1. Spoken And Written Expression In Human Culture
1.1 Expression In Writing
Through the ages humans have developed many forms of writing: systems for communicating relatively speciﬁc ideas through standardized and relatively permanent visible marks, conventionally ordered and interpreted. Many systems are based on close relations between written marks and speech sounds, conveyed through syllabic, consonantal or, most familiar to Western readers, alphabetic symbols (phonographic systems). Others, such as the Chinese and Aztek systems, use visual signs, sometimes pictorially based, to represent meanings rather than sounds (variously termed logographic, ideographic, and/or semasiographic systems); these allow communication across language boundaries, notably in the far-spread Chinese script. Some scholars include within writing pictographic systems such as American hobo signs or Native American pictorial records of events; others prefer narrower deﬁnitions like ‘visible speech.’ The classiﬁcations and boundaries of writing are thus not fully agreed, partly because most systems combine several principles and the relations between speech sounds and written signs are variable (see Boone and Mignolo 1994, Daniels and Bright 1996).

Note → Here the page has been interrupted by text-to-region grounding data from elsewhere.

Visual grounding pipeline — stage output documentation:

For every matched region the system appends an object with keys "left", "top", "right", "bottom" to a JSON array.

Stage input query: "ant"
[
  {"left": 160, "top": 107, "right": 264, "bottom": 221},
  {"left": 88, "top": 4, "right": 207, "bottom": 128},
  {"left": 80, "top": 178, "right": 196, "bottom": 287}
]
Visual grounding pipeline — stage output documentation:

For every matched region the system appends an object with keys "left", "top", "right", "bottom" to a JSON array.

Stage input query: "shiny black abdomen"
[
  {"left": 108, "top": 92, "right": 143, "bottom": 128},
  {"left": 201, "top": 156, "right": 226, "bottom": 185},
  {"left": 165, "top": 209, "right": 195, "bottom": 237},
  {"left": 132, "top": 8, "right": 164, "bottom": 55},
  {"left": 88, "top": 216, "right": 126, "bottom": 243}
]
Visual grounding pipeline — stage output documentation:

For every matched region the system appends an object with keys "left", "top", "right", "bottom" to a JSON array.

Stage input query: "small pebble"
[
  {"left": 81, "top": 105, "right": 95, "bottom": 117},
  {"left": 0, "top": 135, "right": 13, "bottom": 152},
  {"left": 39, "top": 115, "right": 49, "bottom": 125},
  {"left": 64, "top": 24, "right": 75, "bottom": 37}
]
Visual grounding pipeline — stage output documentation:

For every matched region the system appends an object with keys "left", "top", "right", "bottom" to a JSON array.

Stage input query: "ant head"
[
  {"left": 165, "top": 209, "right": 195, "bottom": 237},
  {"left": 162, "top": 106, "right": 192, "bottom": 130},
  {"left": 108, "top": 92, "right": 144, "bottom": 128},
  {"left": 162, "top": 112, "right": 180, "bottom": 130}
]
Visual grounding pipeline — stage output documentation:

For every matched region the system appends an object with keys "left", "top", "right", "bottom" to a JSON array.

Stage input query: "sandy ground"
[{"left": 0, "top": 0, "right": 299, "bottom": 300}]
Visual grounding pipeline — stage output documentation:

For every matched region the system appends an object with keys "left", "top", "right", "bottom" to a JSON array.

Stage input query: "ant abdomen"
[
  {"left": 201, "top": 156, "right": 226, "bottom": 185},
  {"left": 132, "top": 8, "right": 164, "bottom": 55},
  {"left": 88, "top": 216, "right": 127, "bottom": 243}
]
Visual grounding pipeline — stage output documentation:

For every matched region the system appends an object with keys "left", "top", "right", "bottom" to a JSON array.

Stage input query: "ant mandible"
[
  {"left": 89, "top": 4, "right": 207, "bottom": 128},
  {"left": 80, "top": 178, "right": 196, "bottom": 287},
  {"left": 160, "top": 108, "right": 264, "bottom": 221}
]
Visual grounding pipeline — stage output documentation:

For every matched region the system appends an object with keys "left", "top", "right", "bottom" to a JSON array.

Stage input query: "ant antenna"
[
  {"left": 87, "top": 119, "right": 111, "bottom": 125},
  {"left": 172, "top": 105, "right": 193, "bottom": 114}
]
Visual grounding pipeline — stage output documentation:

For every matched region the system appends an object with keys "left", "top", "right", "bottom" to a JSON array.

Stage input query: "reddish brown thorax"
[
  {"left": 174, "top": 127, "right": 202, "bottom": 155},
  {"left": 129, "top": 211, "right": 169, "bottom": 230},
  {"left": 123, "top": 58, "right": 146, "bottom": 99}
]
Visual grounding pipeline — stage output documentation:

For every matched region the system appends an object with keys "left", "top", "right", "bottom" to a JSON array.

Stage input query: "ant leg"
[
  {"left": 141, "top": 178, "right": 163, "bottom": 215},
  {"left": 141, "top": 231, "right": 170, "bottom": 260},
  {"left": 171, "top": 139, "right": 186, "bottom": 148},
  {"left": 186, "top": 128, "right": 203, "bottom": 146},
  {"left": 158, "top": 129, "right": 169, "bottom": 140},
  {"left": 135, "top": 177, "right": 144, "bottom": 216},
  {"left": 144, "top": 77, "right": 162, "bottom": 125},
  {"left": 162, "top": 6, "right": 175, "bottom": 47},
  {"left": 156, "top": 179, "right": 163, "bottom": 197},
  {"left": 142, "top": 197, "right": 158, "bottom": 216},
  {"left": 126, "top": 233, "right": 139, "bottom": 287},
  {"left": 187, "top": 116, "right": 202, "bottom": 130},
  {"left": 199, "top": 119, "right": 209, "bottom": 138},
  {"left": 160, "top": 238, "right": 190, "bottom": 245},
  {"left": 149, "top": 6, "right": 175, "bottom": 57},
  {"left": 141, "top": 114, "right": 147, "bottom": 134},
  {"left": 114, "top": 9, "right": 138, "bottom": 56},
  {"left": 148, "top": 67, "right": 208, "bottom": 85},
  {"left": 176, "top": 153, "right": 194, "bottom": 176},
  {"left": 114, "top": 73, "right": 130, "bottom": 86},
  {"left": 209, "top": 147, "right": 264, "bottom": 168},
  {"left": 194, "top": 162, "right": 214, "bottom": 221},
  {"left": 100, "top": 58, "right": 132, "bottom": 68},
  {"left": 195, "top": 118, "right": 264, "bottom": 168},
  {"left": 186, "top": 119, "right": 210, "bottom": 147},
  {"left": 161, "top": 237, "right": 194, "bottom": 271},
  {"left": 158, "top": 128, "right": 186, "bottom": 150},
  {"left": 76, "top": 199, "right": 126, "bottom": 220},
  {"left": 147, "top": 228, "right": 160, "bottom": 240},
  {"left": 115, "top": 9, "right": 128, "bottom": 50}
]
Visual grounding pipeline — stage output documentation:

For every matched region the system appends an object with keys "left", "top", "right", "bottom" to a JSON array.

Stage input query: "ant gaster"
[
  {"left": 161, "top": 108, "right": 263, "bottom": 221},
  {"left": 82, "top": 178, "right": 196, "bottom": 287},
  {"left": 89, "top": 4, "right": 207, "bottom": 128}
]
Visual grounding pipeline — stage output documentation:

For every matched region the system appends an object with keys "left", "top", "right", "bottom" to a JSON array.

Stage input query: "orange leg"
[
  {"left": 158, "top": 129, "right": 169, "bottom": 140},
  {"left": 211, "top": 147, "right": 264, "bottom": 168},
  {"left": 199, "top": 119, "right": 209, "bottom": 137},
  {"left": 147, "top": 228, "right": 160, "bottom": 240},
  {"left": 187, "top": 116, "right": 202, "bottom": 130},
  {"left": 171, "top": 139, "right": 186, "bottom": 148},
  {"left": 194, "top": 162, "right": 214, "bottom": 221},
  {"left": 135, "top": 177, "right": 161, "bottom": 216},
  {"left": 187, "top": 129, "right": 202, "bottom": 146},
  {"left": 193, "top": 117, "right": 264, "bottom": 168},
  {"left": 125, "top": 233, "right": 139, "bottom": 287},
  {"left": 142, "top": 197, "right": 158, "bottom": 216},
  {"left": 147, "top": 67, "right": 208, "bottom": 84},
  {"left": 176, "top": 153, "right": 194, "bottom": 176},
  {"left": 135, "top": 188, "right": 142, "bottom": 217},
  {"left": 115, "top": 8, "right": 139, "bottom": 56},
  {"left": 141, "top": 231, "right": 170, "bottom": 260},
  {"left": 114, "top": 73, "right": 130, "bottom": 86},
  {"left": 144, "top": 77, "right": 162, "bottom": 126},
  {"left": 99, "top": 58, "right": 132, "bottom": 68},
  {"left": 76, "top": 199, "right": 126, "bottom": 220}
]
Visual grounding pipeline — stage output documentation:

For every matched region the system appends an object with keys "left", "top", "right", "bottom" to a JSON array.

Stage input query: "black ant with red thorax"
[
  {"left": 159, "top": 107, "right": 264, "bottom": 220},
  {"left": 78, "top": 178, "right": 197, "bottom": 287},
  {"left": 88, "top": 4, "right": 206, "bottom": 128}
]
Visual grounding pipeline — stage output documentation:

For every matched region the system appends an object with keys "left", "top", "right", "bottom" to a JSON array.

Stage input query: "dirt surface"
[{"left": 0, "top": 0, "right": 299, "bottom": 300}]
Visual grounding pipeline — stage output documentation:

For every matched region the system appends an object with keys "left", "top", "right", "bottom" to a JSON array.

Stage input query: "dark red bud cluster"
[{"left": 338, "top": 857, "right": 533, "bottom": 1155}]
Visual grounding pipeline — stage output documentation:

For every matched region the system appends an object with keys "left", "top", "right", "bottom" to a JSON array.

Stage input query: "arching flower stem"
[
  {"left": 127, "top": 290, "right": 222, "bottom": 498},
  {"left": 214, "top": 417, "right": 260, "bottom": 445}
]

Writing appears in many different materials and forms, versatile enough to be turned to almost any of the multifarious purposes of human interaction. These include encapsulating, storing, and transmitting information; counting and accounting (sometimes seen as the origin of writing); formulating and extending memory; bridging space and time; and facilitating personal and artistic expression. Writing is also used in the formulation of recognized literary and/or religious works and their communication within and across human cultures. Western Europe, China, and the Islamic world are famous examples but throughout history and nowadays in every area of the globe writing has played powerful roles—for good or ill—in large-scale organizations, in personal and group expression at every level, and in the human endeavor to transcend space and time. It is inextricably embedded in human social institutions; for example, in the educational, artistic, and organizational hierarchies of the modern West.
1.2 Oral Expression
Scholars have long recognized the signiﬁcance of written expression, but the rich complexities of oral forms are now increasingly understood too. Their nature and functioning are not necessarily identical to those of writing. In many disciplines, from philosophy and sociolinguistics to anthropology and education, the focus has shifted away from treating oral forms as if written texts toward active speech processes, conversations, and discourse-in-context. As with written genres, so too there are oral (or speech) genres: for example, different expected styles for political speeches, spoken prayers, or personal greetings. Oral expression uses varying permutations of human voices (speaking, singing, chanting, shouting … ), singly or combined, with generic conventions based on, for example, verbal and performance style, appropriate speaker(s) and audiences, context, or purpose. These are deployed in manifold ways in innumerable formal and informal situations, from intimate interchanges to public rituals. Many oral genres typically involve immediately present speakers and transient performances (unlike the greater permanence of writing), but some are now also enacted over far distances through electrical and electronic technologies or stored and reproduced in audio recordings. Like writing, they are both interwoven with human organization and creatively used by individuals for an inﬁnite number of purposes.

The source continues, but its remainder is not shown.